In Southern California, a highly populated community between San Diego and Orange County are concerned about the Edison energy company’s plans to store radioactive waste 100 feet from the Pacific Ocean at the San Onofre Nuclear Power Plant site. The San Onofre Nuclear Power Plant is located next to the Rose Canyon fault line, that runs along the shoreline, and has the potential of a 7.4 quake. More than 8.5 million people live within fifty miles of the power plant.
According to Gary Headrick, co-founder of the San Clemente Green Org, reports: “The California Coastal Commission (CCC) approved Edison’s plan to partially bury nuclear waste in silos only inches above the rising sea level, 100 feet from the ocean, protected by a crumbling 15-foot sea wall, (a hearing is scheduled for April 14, 2017).
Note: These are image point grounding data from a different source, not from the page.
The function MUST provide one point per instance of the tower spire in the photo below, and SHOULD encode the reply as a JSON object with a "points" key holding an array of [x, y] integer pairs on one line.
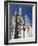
{"points": [[20, 10]]}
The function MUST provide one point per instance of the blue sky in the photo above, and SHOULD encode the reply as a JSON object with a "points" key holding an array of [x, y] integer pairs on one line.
{"points": [[25, 10]]}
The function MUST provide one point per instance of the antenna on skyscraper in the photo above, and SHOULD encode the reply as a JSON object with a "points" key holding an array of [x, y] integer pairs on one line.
{"points": [[20, 11], [15, 12]]}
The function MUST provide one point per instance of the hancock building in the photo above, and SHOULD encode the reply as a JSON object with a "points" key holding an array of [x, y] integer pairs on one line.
{"points": [[20, 26]]}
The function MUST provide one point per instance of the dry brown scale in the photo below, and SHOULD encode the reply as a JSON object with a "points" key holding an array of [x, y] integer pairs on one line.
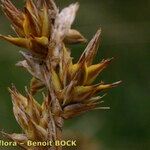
{"points": [[45, 33]]}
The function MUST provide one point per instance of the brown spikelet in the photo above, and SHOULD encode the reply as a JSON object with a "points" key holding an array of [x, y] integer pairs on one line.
{"points": [[68, 87]]}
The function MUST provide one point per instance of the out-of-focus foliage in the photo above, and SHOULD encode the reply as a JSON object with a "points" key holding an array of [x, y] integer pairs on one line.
{"points": [[126, 36]]}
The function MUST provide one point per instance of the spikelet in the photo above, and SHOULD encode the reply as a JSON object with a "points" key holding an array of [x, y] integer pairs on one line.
{"points": [[40, 26], [45, 32]]}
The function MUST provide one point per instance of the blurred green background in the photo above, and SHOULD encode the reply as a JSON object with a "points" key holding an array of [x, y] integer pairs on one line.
{"points": [[125, 36]]}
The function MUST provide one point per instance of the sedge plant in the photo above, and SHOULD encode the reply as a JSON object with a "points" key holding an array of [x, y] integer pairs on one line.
{"points": [[45, 33]]}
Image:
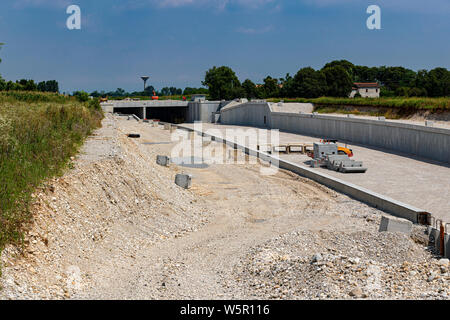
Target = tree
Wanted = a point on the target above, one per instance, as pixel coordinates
(437, 82)
(287, 87)
(81, 96)
(223, 83)
(249, 89)
(309, 83)
(347, 65)
(190, 91)
(52, 86)
(339, 82)
(271, 87)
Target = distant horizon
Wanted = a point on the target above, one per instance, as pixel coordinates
(176, 41)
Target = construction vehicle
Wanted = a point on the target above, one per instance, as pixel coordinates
(341, 150)
(326, 154)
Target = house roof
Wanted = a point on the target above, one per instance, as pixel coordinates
(366, 85)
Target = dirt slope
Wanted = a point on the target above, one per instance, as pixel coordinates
(116, 226)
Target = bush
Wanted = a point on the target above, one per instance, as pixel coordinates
(36, 141)
(81, 96)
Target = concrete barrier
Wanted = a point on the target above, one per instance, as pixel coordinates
(374, 199)
(424, 141)
(435, 240)
(391, 224)
(184, 180)
(163, 161)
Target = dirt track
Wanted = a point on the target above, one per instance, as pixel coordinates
(116, 226)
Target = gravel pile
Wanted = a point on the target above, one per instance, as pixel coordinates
(361, 265)
(116, 226)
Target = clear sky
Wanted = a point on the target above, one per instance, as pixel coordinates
(176, 41)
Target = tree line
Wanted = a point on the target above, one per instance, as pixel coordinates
(335, 79)
(29, 85)
(148, 92)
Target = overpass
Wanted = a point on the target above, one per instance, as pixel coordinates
(173, 111)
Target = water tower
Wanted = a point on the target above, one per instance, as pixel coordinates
(145, 78)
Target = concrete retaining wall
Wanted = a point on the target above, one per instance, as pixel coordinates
(426, 142)
(374, 199)
(202, 111)
(255, 114)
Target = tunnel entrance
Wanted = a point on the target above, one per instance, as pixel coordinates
(137, 111)
(168, 114)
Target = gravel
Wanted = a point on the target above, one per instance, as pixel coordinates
(117, 227)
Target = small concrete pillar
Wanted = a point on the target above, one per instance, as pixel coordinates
(393, 224)
(163, 161)
(183, 180)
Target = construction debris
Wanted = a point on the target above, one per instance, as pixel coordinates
(163, 161)
(392, 224)
(183, 180)
(328, 155)
(134, 135)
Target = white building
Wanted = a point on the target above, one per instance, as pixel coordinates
(366, 89)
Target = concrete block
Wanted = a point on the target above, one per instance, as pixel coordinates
(163, 161)
(206, 141)
(392, 224)
(183, 180)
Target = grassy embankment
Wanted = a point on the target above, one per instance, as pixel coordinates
(390, 107)
(39, 132)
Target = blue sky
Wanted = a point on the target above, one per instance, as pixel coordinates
(176, 41)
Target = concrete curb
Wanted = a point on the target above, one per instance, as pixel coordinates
(374, 199)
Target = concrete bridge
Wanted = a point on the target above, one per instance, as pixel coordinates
(167, 110)
(173, 111)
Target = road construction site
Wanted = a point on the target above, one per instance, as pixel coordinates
(412, 180)
(116, 226)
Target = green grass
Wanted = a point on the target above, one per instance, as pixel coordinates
(39, 132)
(400, 103)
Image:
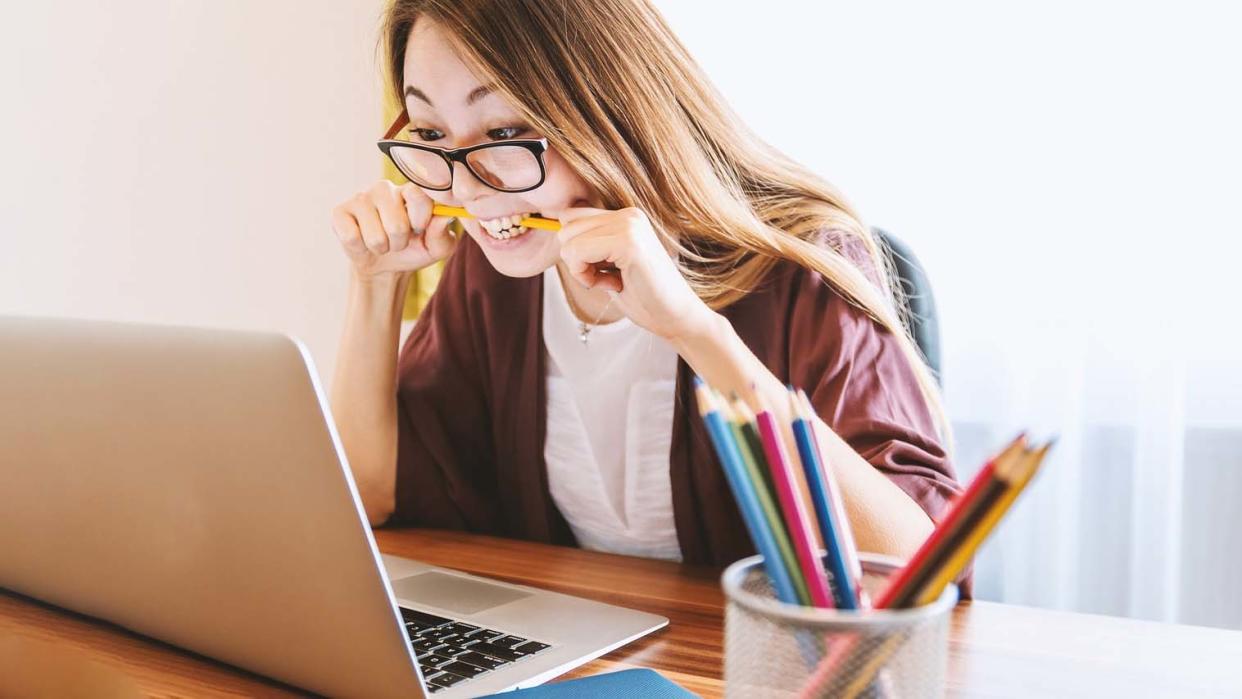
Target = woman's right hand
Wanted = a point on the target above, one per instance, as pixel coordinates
(389, 230)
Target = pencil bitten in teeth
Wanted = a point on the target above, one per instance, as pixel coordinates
(504, 227)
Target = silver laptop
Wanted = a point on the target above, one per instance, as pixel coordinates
(189, 484)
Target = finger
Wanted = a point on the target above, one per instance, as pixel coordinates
(583, 226)
(391, 209)
(439, 240)
(345, 227)
(593, 256)
(598, 247)
(417, 206)
(370, 225)
(571, 214)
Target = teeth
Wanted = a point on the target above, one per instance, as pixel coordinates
(506, 234)
(504, 227)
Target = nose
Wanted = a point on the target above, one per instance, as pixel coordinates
(466, 185)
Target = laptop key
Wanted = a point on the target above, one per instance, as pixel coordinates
(498, 652)
(451, 649)
(425, 644)
(463, 669)
(439, 635)
(424, 617)
(508, 641)
(482, 661)
(437, 661)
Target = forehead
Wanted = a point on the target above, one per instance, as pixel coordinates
(434, 67)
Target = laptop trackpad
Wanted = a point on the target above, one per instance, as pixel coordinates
(455, 594)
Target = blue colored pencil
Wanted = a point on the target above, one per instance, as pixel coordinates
(752, 513)
(843, 589)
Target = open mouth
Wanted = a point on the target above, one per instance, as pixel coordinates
(506, 227)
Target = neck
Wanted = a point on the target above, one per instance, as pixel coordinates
(588, 304)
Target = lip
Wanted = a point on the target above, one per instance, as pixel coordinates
(525, 215)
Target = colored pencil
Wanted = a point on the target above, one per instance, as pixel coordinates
(970, 520)
(743, 492)
(530, 222)
(766, 502)
(902, 587)
(837, 540)
(796, 518)
(961, 555)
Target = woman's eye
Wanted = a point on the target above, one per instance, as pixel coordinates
(506, 133)
(426, 134)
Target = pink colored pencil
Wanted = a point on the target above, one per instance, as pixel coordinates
(797, 519)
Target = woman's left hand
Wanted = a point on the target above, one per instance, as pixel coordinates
(650, 288)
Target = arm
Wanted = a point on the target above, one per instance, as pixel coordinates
(883, 518)
(386, 232)
(363, 387)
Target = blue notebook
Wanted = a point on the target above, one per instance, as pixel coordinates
(624, 684)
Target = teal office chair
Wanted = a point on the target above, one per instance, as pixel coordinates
(919, 299)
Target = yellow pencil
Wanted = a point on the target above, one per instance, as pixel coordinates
(545, 224)
(960, 558)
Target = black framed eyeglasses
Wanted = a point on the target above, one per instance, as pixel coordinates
(504, 165)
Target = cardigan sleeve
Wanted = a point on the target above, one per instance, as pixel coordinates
(445, 463)
(862, 385)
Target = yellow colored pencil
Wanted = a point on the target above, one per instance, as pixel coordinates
(958, 561)
(530, 222)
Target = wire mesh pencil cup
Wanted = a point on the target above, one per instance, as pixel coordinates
(778, 649)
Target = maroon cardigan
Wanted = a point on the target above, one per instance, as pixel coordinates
(472, 407)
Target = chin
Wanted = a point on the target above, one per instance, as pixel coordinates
(522, 256)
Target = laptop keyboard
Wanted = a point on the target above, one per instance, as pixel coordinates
(451, 652)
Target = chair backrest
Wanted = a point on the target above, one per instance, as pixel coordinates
(919, 301)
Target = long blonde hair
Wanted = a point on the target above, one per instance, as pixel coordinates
(620, 98)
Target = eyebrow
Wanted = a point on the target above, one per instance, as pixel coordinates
(475, 94)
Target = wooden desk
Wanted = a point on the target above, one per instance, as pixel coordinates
(996, 649)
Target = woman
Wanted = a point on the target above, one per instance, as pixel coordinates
(544, 392)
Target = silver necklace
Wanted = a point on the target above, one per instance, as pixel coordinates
(584, 329)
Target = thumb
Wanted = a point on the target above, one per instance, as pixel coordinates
(439, 239)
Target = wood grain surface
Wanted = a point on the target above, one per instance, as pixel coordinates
(995, 649)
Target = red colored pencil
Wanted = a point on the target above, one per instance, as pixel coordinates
(901, 587)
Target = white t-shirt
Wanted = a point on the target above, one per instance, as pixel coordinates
(610, 420)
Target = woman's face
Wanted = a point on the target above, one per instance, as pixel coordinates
(450, 108)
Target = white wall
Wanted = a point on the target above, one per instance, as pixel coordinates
(1069, 174)
(176, 162)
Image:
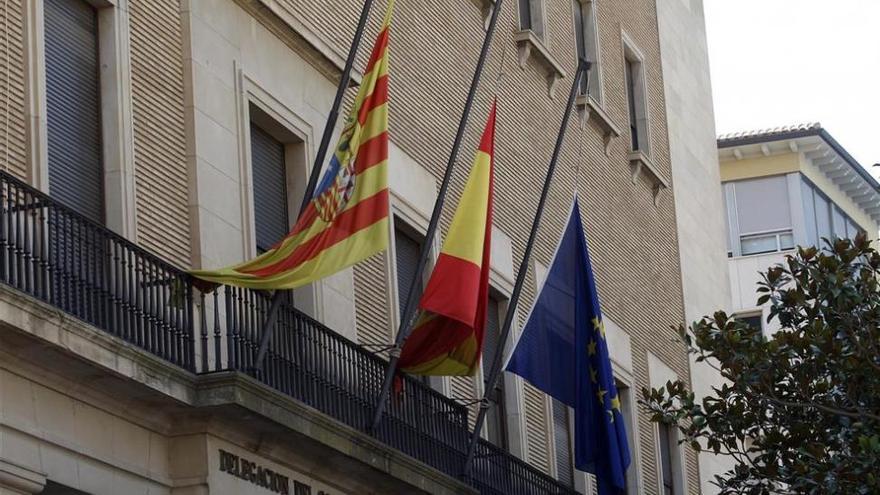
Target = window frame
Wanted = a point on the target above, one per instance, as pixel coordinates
(115, 108)
(536, 18)
(634, 58)
(735, 237)
(587, 39)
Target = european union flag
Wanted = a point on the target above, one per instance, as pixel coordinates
(562, 351)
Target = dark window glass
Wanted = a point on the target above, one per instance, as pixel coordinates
(631, 99)
(271, 221)
(408, 251)
(73, 106)
(496, 420)
(562, 441)
(525, 14)
(666, 458)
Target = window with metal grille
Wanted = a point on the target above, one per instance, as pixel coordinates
(269, 173)
(73, 106)
(666, 461)
(496, 420)
(562, 443)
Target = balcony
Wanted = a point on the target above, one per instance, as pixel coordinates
(56, 256)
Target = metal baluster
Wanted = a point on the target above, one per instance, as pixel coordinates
(204, 326)
(26, 245)
(217, 357)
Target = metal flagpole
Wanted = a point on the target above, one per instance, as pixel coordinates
(488, 395)
(269, 323)
(410, 307)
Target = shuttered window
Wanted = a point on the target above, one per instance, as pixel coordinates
(562, 442)
(408, 250)
(73, 108)
(271, 220)
(496, 426)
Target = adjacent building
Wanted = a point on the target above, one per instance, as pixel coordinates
(787, 187)
(141, 138)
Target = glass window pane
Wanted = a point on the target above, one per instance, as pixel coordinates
(838, 223)
(758, 244)
(823, 217)
(852, 230)
(762, 205)
(809, 213)
(408, 252)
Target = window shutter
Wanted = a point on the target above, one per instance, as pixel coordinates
(73, 114)
(408, 251)
(270, 189)
(562, 441)
(762, 205)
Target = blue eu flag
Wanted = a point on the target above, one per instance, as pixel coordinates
(562, 351)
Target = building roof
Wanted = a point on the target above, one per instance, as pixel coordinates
(771, 134)
(790, 132)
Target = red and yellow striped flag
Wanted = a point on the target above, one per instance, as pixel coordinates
(347, 219)
(448, 336)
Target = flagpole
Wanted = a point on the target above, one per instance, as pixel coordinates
(268, 327)
(408, 313)
(488, 394)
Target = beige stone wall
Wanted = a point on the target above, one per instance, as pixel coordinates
(434, 50)
(159, 136)
(12, 90)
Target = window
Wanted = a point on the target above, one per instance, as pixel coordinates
(636, 95)
(531, 16)
(822, 218)
(667, 440)
(73, 106)
(753, 320)
(408, 250)
(587, 42)
(759, 215)
(496, 420)
(269, 172)
(562, 443)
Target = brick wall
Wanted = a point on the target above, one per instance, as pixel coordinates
(434, 50)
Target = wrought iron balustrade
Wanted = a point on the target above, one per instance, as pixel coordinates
(50, 252)
(56, 255)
One canister holding used fuel assemblies contains more radiation than was released at Chernobyl. Currently, about fifty “Chernobyl Cans” are being stored, with another hundred to come out of pools.”
State and federal regulators have approved the new storage plan, which includes storing nuclear waste in so-called dry-storage canisters. Edison said the protocol is safe. But critics aren’t convinced which cite reports of potential leaks, the effects of rising sea levels and that the storage site is vulnerable to earthquakes and tsunamis. San Onofre was shut down in 2012 after the discovery of a radioactive leak.